In the June 2014 California open primary, Democratic incumbent Jerry Brown won with 54.5% of the vote and Republican Neel Kashkari came in second with 19.0% of the vote, qualifying for the general election. Donnelly came in third with 14.8% of the vote. Although Kashkari called for Republican unity, Donnelly pointedly refused to ask his supporters to support Kashkari. Brown subsequently won the general election.

=== False Obama smears ===
In 2015, Donnelly claimed that President Barack Obama was "secretly following" Islam and that he wanted to see the United States punished. Donnelly referred to Obama as "Ayatollah Obama". He pushed the conspiracy theory that the Obama administration is staffed with Muslim Brotherhood members, saying that he was starting to believe "more and more" that Obama himself was a member of the Muslim Brotherhood.

=== 2016 congressional campaign ===

In 2016, Donnelly ran for California's 8th congressional district against incumbent Republican Paul Cook. He finished third in the blanket primary behind Cook and Democrat Rita Ramirez, with 20.7% of the vote, thereby failing to advance to the general election.
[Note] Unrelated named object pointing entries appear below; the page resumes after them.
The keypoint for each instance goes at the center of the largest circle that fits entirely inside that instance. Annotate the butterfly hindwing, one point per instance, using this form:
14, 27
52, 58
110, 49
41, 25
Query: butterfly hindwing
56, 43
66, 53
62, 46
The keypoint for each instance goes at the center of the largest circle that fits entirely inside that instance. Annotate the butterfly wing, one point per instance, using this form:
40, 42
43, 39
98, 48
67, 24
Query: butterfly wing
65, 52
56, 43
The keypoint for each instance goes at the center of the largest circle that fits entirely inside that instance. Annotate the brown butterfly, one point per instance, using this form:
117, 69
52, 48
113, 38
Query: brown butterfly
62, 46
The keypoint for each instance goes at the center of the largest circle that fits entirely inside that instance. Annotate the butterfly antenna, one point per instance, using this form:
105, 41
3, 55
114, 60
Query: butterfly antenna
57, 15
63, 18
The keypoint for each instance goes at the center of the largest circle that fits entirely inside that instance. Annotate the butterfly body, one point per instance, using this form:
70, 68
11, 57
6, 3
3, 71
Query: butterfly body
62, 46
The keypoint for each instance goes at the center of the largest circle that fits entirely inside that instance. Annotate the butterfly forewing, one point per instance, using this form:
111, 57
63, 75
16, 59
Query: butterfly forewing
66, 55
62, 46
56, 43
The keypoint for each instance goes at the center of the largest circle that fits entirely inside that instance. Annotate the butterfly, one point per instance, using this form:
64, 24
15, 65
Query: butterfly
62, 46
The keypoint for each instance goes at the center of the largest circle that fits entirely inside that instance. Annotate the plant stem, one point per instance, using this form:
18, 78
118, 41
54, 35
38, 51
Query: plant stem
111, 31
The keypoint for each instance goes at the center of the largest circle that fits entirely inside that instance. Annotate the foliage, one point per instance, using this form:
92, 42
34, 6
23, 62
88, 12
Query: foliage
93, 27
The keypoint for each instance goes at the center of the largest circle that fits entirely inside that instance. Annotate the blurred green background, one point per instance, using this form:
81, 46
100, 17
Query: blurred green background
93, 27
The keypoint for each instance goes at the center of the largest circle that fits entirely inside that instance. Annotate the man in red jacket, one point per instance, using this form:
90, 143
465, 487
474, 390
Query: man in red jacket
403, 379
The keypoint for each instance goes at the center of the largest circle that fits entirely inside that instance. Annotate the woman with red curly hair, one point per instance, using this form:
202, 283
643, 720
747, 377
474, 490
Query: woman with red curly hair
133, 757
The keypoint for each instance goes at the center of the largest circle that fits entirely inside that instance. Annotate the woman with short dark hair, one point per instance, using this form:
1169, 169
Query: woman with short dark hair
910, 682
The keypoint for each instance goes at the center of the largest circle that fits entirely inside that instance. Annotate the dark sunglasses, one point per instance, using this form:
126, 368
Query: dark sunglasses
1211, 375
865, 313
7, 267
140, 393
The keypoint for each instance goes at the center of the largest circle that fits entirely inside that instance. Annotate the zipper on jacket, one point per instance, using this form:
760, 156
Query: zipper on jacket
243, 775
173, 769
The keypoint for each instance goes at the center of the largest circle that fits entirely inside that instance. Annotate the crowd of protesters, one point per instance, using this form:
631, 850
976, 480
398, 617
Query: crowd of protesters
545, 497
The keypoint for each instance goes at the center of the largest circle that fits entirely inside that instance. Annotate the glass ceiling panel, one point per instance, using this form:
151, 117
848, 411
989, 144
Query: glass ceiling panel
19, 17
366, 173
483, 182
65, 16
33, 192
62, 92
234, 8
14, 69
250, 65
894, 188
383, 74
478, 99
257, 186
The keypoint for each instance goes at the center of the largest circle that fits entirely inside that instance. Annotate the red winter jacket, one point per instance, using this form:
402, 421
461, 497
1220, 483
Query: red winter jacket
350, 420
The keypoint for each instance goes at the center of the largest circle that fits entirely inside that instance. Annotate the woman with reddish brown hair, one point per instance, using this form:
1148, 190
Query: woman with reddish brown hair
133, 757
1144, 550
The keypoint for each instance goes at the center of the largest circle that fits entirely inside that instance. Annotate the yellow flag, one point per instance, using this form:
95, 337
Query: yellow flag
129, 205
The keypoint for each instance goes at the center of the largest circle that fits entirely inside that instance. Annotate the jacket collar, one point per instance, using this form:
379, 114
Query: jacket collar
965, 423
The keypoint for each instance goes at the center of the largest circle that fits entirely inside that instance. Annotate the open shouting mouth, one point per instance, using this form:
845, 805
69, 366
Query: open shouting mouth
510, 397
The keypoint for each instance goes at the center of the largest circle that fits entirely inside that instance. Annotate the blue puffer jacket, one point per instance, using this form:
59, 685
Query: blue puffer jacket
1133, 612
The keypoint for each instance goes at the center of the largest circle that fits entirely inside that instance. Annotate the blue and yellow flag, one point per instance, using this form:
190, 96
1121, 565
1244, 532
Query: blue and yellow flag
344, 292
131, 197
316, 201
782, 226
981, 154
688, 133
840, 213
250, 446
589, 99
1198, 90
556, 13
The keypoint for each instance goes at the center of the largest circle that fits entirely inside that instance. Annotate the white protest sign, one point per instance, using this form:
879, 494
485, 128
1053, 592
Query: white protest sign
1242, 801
===2018 congressional campaign===

Donnelly ran again for the 8th district in 2018. He emphasized support for President Donald Trump, and advocates for a wall to be built along the Mexico–United States border. He also supports repealing the Patient Protection and Affordable Care Act, ending mandatory vaccinations, and originalism. During his campaign announcement in October 2017, Donnelly criticized members of Congress for their alleged failure to support the agenda of President Trump. He finished second in the blanket primary behind incumbent Paul Cook and advanced to the general election for a Republican vs. Republican battle. Cook defeated Donnelly in the general election.

===2020 congressional campaign===

In 2019, incumbent Republican Paul Cook announced that he will run for the San Bernardino County Board of Supervisors in 2020 rather than seek reelection. Donnelly announced that he would be a candidate for the 8th district. He ran on the same issues he emphasized in the last two campaigns he waged. Donnelly came third in the blanket primary, behind Republican Jay Obernolte and Democrat Christine Bubser, thereby failing to advance to the general election.

==Television appearances==
On June 21, 2007, Donnelly appeared on The Colbert Report. In a satirical segment entitled Difference Makers, Donnelly and his Minutemen group were videotaped building a small fence along the United States border with Mexico.

On December 5, 2011, Donnelly was interviewed by John Oliver, a correspondent for The Daily Show with Jon Stewart in an appearance where he discussed California's budget shortfalls along with former state Senator John L. Burton, the chairman of the California Democratic Party regarding direct democracy in California.